Tristan’s head jerked around to look at his father in surprise, and Avalkyra couldn’t help the smirk that crossed her lips. How little these younglings knew about the past and the world their parents had built—the lies and betrayals that served as its foundation.
“As I recall,” Cassian began, “your sister never complained. She and I were not a good match.”
“My sister is a fool and a simpleton,” Rolan said with disdain. “I don’t care if she prefers not to wed, living in seclusion away from the court and the nobility—it was not for her to decide. Our elders make decisions, form alliances… and it is up to the next generation to see those commitments through. Why, the empire wouldn’t be here at all if it weren’t for the Five Brides. If everyone flouted their duties and shirked their responsibilities as you did, society itself would crumble.”
Though he didn’t respond, Cassian wore a look of chagrin. Avalkyra wondered if it was for show, meant to placate Rolan and his tirade.
“But the universe has a way of rectifying such slights,” Rolan said, straightening and casting a possessive look at Veronyka. “Anyanke’s hand, as they say.”

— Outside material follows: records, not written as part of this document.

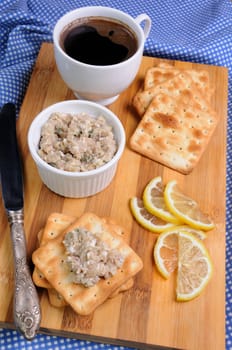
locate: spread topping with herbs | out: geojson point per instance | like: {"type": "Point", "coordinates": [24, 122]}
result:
{"type": "Point", "coordinates": [89, 258]}
{"type": "Point", "coordinates": [76, 142]}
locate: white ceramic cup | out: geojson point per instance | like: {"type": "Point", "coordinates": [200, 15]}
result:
{"type": "Point", "coordinates": [101, 84]}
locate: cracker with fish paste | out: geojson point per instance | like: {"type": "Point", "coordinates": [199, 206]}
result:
{"type": "Point", "coordinates": [173, 132]}
{"type": "Point", "coordinates": [50, 260]}
{"type": "Point", "coordinates": [182, 83]}
{"type": "Point", "coordinates": [56, 223]}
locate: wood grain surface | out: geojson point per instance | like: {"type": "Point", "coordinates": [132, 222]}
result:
{"type": "Point", "coordinates": [147, 316]}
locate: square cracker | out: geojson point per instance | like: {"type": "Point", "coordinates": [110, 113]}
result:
{"type": "Point", "coordinates": [179, 85]}
{"type": "Point", "coordinates": [173, 132]}
{"type": "Point", "coordinates": [56, 223]}
{"type": "Point", "coordinates": [50, 259]}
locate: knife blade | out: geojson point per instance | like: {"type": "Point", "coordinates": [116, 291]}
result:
{"type": "Point", "coordinates": [26, 308]}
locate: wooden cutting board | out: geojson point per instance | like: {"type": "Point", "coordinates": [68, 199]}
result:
{"type": "Point", "coordinates": [147, 316]}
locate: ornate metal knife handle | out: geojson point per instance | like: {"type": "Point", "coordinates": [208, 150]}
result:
{"type": "Point", "coordinates": [26, 302]}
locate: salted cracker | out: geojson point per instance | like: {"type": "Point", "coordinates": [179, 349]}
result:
{"type": "Point", "coordinates": [180, 82]}
{"type": "Point", "coordinates": [50, 258]}
{"type": "Point", "coordinates": [175, 130]}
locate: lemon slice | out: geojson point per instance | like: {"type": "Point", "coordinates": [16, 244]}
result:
{"type": "Point", "coordinates": [185, 208]}
{"type": "Point", "coordinates": [194, 267]}
{"type": "Point", "coordinates": [184, 251]}
{"type": "Point", "coordinates": [146, 219]}
{"type": "Point", "coordinates": [166, 252]}
{"type": "Point", "coordinates": [153, 199]}
{"type": "Point", "coordinates": [198, 233]}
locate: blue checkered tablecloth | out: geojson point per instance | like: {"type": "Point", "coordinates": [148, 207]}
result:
{"type": "Point", "coordinates": [198, 31]}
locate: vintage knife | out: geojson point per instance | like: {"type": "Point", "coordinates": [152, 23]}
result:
{"type": "Point", "coordinates": [26, 302]}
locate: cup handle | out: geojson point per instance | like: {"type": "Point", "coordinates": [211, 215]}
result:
{"type": "Point", "coordinates": [147, 23]}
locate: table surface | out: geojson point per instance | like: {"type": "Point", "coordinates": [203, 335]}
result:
{"type": "Point", "coordinates": [201, 34]}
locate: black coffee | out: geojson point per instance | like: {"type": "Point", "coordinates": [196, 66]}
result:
{"type": "Point", "coordinates": [99, 41]}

Cassian snorted. “I don’t know about Anyanke’s hand, Rolan, but you’ve just shown yours. You covet the throne.”
“The throne is mine by rights. The girl is simply fulfilling her mother’s broken promise and giving me my long-overdue Ashfire bride.”
Tristan’s eyes practically bugged out from his head. The fool hadn’t yet figured it out, but from the look on his father’s face, it was clear that the commander had.
“When the council hears about this, they will come for you,” Cassian said with obvious distaste, “and believe me when I say, they do not punish treason lightly.”
“You would know all about that, wouldn’t you? Don’t fret—I’ll protect my wife, unlike you. And the council won’t hear about this because you’re the one who won’t be leaving here alive.”
Cassian took a step forward. He was taller than Rolan and broader of shoulder. The move was one of intimidation, and it worked. “Yes I will. Without my Riders, you have no villains to pit the empire against, no opposition for this war you so brazenly push for. You need us.”
Avalkyra stared hard at Rolan—he hadn’t foreseen this. He’d welcomed the idea of a fight with the Riders, not realizing that it was a fight he couldn’t win. He did need them, if his plans to take the capital were to come to fruition. He had to get the Riders out of here while keeping Veronyka, but Avalkyra wasn’t sure he could pull it off.
Whatever happened, she could not let Veronyka slip through her fingers again. Avalkyra stretched her awareness wide, seeking the binds she had in place, the only allies she could trust.